Fig. 4. hiPSC-derived osteoblasts (Ad-hiPSCs) contribute to the healing of critical-sized bone defects through the formation of vascularized neobone tissue.

(A) Three-dimensional μCT images of cranial bone defects with no implantation (Sham), as well as defects treated with acellular and Ad-hiPSC–laden matrices [Ad-hiPSCs; hiPSC derivatives generated by culturing in growth medium supplemented with adenosine (30 μg/ml) for 21 days] after 16 weeks. Scale bars, 1 mm. (B) Bone mineral densities [bone volume per total volume (BV/TV)] of defects treated with acellular and Ad-hiPSC–laden matrices, as well as sham group following 4 and 16 weeks of implantation.
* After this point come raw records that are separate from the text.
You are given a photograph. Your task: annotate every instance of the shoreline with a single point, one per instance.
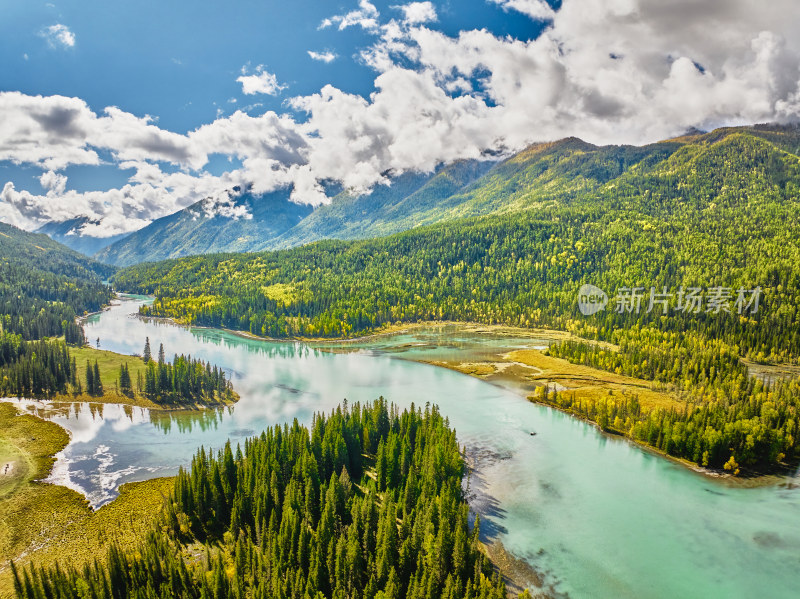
(746, 480)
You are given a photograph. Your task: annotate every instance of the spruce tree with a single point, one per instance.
(98, 383)
(89, 379)
(146, 356)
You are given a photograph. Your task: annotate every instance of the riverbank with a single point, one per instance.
(529, 372)
(45, 523)
(109, 365)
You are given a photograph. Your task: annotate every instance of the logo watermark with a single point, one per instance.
(591, 299)
(687, 300)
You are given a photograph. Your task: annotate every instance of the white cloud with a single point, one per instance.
(416, 13)
(224, 205)
(536, 9)
(261, 82)
(54, 183)
(365, 16)
(326, 56)
(58, 36)
(623, 71)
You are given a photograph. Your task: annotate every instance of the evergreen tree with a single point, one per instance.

Native mouse cranial bone was used as a control. (C) H&E staining and immunohistochemical staining for osteocalcin of cranial bone defects treated with acellular and Ad-hiPSCs–laden matrices, and sham group after 16 weeks. Scale bars, 500 μm. High-magnification images show the center and edge of cranial bone defects. White and black dashed lines mark the interface between newly formed tissue and the native bone tissue. Yellow arrows in H&E staining denote microvessels containing red blood cells. Scale bars, 100 μm. (D) Histomorphometric analysis for neobone density within cranial bone defects (Bone area/defect area) determined from H&E staining images for Sham, Acellular, and Ad-hiPSCs groups at 4 and 16 weeks after treatment. Data are shown as means ± SEs (n = 6). Multiple groups at the same post-implantation time were compared by one-way ANOVA with Tukey-Kramer post hoc test. Asterisks were assigned to P values with statistical significances (*P < 0.05; ***P < 0.001).